Plusieurs services de police nationaux et internationaux ont été impliqués dans son arrestation le 16 mai, soulignant ainsi l’importance de la coopération et collaboration interétatique pour arrêter de tels fugitifs et les traduire en justice.
« L’arrestation de Félicien Kabuga démontre la capacité de la justice à rattraper les fugitifs visés par la justice internationale, même de longues années après les faits. Cela pose aussi de nombreuses questions sur les raisons qui ont rendu possible sa fuite pendant plus de deux décennies, et son installation en France où il a résidé sans être inquiété. Nous appelons les autorités françaises à ouvrir une enquête pour que des réponses puissent être apportées », a déclaré Michel Tubiana, Président d’honneur de la LDH.

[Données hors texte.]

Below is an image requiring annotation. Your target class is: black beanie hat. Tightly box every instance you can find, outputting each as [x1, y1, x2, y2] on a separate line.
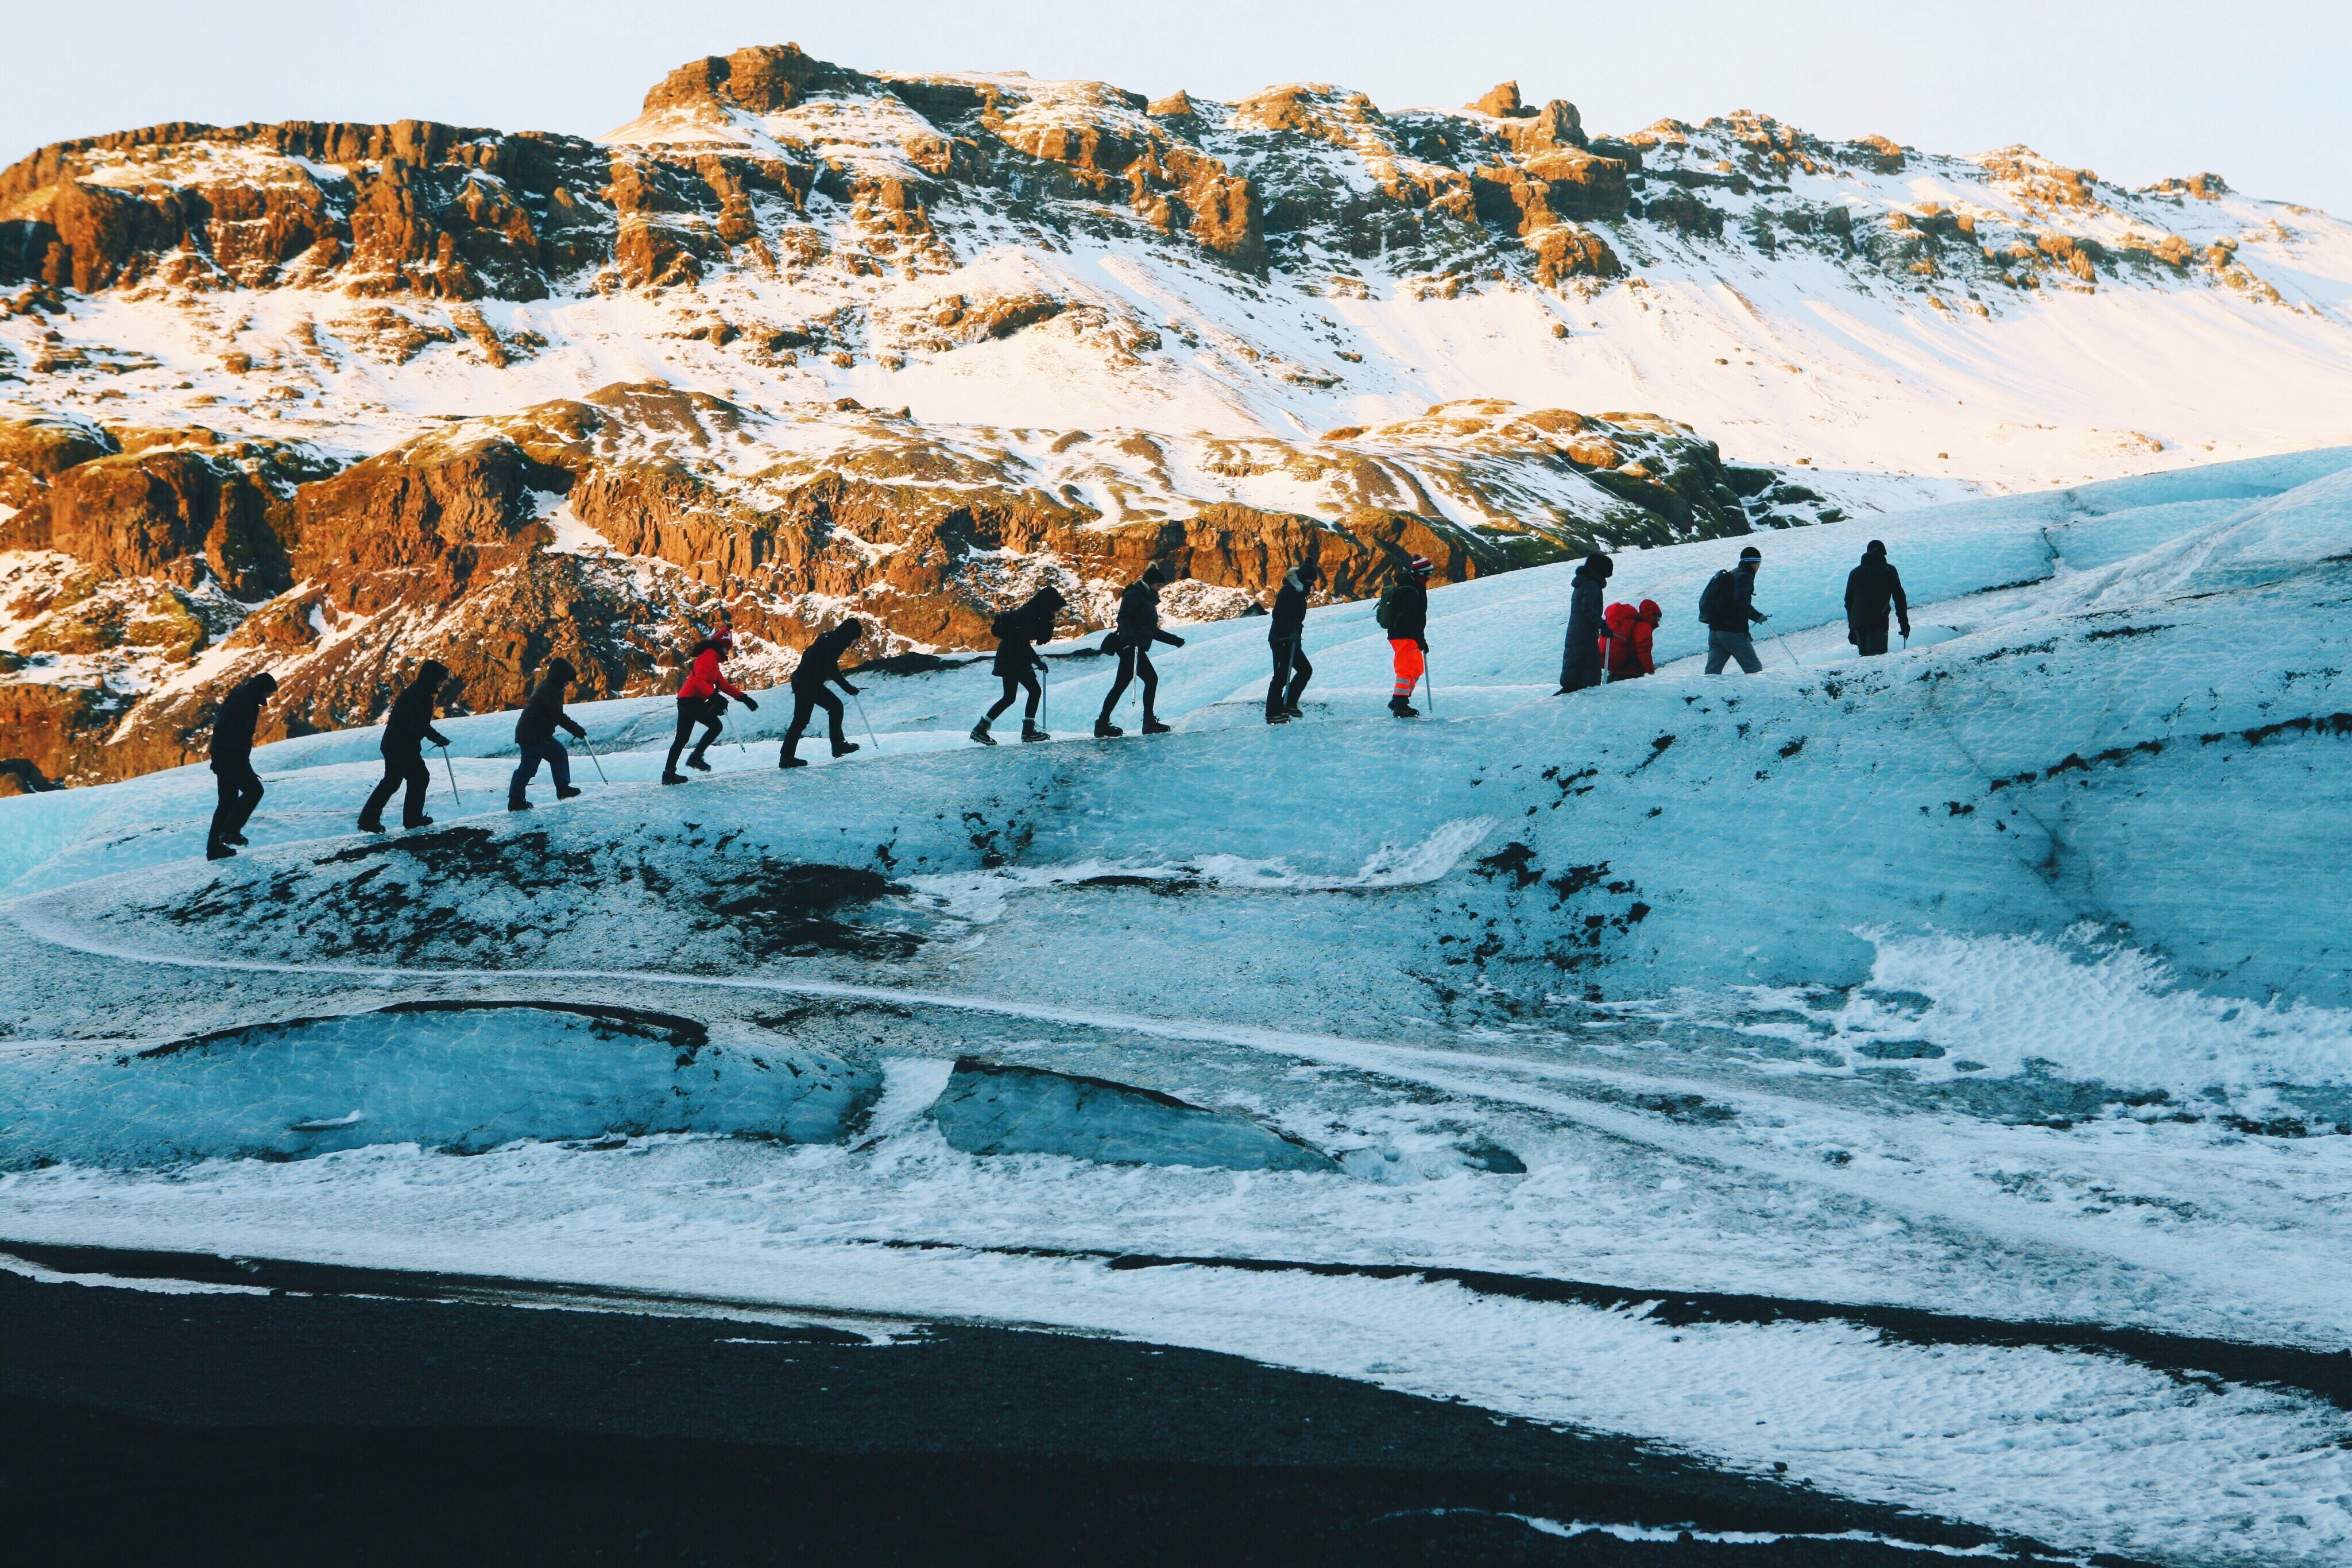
[1739, 545, 1762, 563]
[1143, 563, 1168, 586]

Monsieur Kabuga étant l’un des principaux fugitifs recherchés par le TPIR, les autorités françaises vont sûrement procéder à son transfert vers le Mécanisme résiduel des Nations Unies appelé à exercer les fonctions résiduelles pour les Tribunaux pénaux internationaux (MIFRTP), établi pour poursuivre notamment le mandat du TPIR, qui a fermé ses portes en 2015. Le Mécanisme a déclaré entendre juger Monsieur Kabuga à la Haye. Si, au cours de précédentes affaires, le gouvernement rwandais avait demandé la remise d’accusés devant le TPIR et le MIFRTP pour qu’ils soient jugés au Rwanda, aucune demande similaire n’a pour l’instant été formulée s’agissant de Monsieur Kabuga. Les autorités rwandaises ont pour le moment, déclaré qu’elles coopéreraient avec le Mécanisme pour s’assurer que justice soit rendue.
Contexte
En réponse au génocide de 1994 commis contre les Tutsis au Rwanda, la communauté internationale a créé le Tribunal pénal international pour le Rwanda, pour poursuivre et juger les plus hauts responsables de crime de génocide, crimes contre l’humanité et crimes de guerre commis en 1994 au Rwanda. Le TPIR a fermé ses portes en 2015 après avoir traduit 80 accusés en justice. Il a été remplacé par le Mécanisme résiduel des Nations Unies appelé à exercer les fonctions résiduelles pour les Tribunaux pénaux internationaux (MIFRTP).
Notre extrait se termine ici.